Ecrit par Toute La Philo

Dissertation de Philosophie (corrigé)

Introduction

Un jugement est un avis sur la valeur de quelque chose. La moralité quant à elle désigne la qualité morale d’un acte. D’une manière générale, est moral ce qui est conforme à l’idéal d’un bien que l’on porte en nous. Cet idéal présuppose un caractère universel sans quoi la morale perdrait toute sa dimension rationnelle. Se demander si nous sommes capables de juger nous-mêmes de la moralité de nos actes, c’est donc questionner l‘aptitude du sujet à clairement discerner le bien et le mal. Toutefois, si on doute  du sujet pensant sur cette capacité, que serait-il alors de la signifiance de la conscience morale ? La conscience morale est cette convocation de la pensée à elle-même dans une dimension morale, d’où le sentiment de remords et de culpabilité. Cette conscience n’aurait alors aucune pertinence si le sujet n’a aucune prise sur l’évaluation de ses propres actes.  Pour résoudre ce problème, nous développerons dans une première partie en quoi nous serions le mieux placés pour juger de la moralité de nos actes. Dans une deuxième partie nous discuterons de la subjectivité de cette position, une subjectivité qui risque de ne pas respecter l’exigence d’un jugement qui se doit d’être universel. Enfin dans une dernière partie, nous essayerons de démontrer en quoi notre conscience morale reste essentielle dans le jugement moral.

Partie I – Nous sommes le mieux placés pour juger de la moralité de nos actes

1. Nous avons l’intimité de la conscience de nos actes

En premier lieu, il semble évident que celui qui juge ses actes porte ses actes à sa conscience. En tant que sujet et spectateur direct, nous serions donc dans la meilleure position pour comprendre nos actes et en donner un certain avis. Par cela, nous comprenons nos faiblesses et nos points forts.
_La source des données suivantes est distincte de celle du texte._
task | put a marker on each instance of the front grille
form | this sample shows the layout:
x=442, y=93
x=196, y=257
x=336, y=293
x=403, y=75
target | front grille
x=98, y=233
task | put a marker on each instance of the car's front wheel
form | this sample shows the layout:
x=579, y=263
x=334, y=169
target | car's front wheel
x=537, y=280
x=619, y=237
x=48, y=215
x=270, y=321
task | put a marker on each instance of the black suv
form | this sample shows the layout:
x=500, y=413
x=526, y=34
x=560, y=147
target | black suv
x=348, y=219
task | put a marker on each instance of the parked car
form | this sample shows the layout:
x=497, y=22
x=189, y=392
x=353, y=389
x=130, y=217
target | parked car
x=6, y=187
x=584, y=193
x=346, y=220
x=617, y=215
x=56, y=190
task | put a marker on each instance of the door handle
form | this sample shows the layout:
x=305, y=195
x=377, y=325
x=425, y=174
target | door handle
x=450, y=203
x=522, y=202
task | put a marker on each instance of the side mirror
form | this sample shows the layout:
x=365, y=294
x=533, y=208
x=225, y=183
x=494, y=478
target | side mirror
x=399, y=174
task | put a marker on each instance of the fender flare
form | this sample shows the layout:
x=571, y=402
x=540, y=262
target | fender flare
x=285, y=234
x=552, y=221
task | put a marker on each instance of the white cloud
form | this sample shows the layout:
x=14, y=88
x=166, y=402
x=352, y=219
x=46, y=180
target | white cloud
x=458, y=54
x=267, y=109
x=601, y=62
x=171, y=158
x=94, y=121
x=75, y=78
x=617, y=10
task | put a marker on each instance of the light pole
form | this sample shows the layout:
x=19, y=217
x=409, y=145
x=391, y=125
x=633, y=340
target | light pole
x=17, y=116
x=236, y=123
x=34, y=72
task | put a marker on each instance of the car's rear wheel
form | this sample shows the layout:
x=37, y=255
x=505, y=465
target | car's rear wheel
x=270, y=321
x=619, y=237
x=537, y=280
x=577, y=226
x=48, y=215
Nous sommes aussi avisés de la teneur de nos actes par l’expérience de nos émotions, de nos sentiments, de nos instincts et de nos désirs dans leur réalisation. De ce fait, nous sommes ceux qui peuvent les présenter adéquatement devant le tribunal de notre propre conscience. De cette présentation découle le sentiment de remords, de regrets ou de justice. Des sentiments qui font office de jurés et qui nous poussent à examiner plus scrupuleusement la conformité de nos actes aux valeurs morales idéales que l’on a admises.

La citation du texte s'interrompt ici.